There are two common methods of cointegration analysis. The first one is based on OLS regressions and is known as the Engle-Granger methodology. The second method is based on vector autoregressive (VAR) analysis and is known as the Johansen cointegration test. The main advantage of the Johansen test over the Engle-Granger methodology is that the latter allows for detecting only one cointegrating equation and all assumptions of OLS regressions must be addressed. The Johansen test is able to detect more than one cointegrating equations and it has fewer assumptions.
In both methods, the data are first tested for stationarity using unit root tests. If the variables are non-stationary but their first differences are stationary, they are said to be integrated of order 1. Cointegration between two variables can be detected only if they are integrated of the same order, be it order 1 or higher.
If there is no cointegration between variables, short-term relationships between their dynamics are analysed using an unrestricted VAR model. However, if there is at least one cointegrating equation detected, further analysis is conducted with the Vector Error Correction Model (VECM).
A VAR is usually estimated with stationary variables who are modelled as functions of their own lagged values and the lagged values of other variables in the system. Thus, a VAR model does not have to be backed up by theory and no issues with enodgeneity have to be resolved as in traditional OLS regressions. The results of a VAR model are best interpreted graphically using Impulse Response Functions (IRFs). The optimal number of lags for the variables in the system is usually chosen based on information criteria (IC) such as Akaike IC or Schwarz IC. In contrast to VAR, a VECM is estimated with non-stationary variables.

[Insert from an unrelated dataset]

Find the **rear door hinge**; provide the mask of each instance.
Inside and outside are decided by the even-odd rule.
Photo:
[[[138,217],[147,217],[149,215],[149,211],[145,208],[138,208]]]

Both Stata and Eviews offer a rich set of instruments to work with cointegration tests, VAR and VECM models. Meanwhile, SPSS does not have enough built-in functions for running VAR and VECM models. Thus, the choice of statistical software will be critical in this case.
Factor Analysis (FA) and Principal Component Analysis (PCA)

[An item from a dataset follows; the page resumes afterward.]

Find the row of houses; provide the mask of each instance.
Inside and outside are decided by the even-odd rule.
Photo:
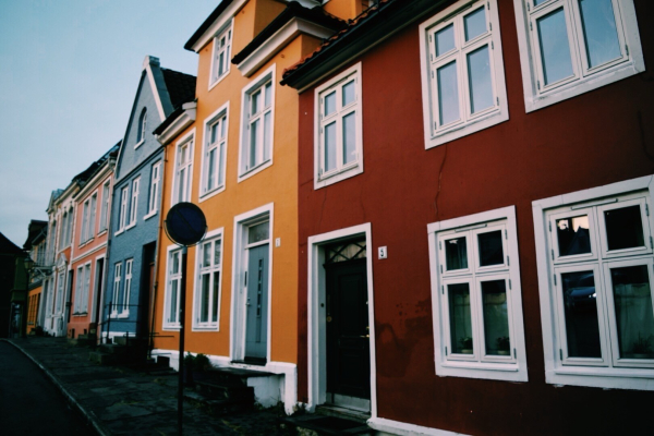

In many cases, when a regression model is formulated, some independent variables may be highly correlated. Possible solutions for removing this multicollinearity problem might be to omit some of the correlated variables or form composite scores from the correlated variables. However, in this case, the transformed model would explain less variance of the dependent variable. Another solution may be to create latent variables that influence the correlated variables and use them in the model instead. There are two ways to do this, namely through the Principal Component Analysis (PCA) and the Factor Analysis (FA).

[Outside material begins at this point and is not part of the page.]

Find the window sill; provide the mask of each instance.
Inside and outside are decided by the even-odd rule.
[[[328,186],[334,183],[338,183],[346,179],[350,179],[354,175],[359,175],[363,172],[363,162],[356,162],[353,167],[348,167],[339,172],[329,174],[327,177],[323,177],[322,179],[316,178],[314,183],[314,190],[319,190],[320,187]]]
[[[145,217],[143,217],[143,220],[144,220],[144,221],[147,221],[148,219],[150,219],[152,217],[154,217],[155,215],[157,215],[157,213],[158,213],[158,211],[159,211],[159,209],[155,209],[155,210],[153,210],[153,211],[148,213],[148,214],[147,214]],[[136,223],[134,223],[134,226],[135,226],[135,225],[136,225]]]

These two methods are similar in that they both reduce the data to a few key factors. They will not work well if the initial inputs are not highly correlated. If the correlation between the variables is very high, the outcomes of the PCA and the FA may be quite similar. However, a key difference between these two methods is the way in which the new elements, namely Components in the PCA and Factors in the FA are created.
All three software allow for conducting both the FA and the PCA. SPSS contains the PCA as a part of the FA. Meanwhile, Stata has separate options for conducting the FA and the PCA as parts of multivariate analysis. To conduct the FA and PCA in Eviews, it is necessary to open a group of variables that needs to be reduced. The choice of the software in this case is a matter of preference as the functionality is more or less the same.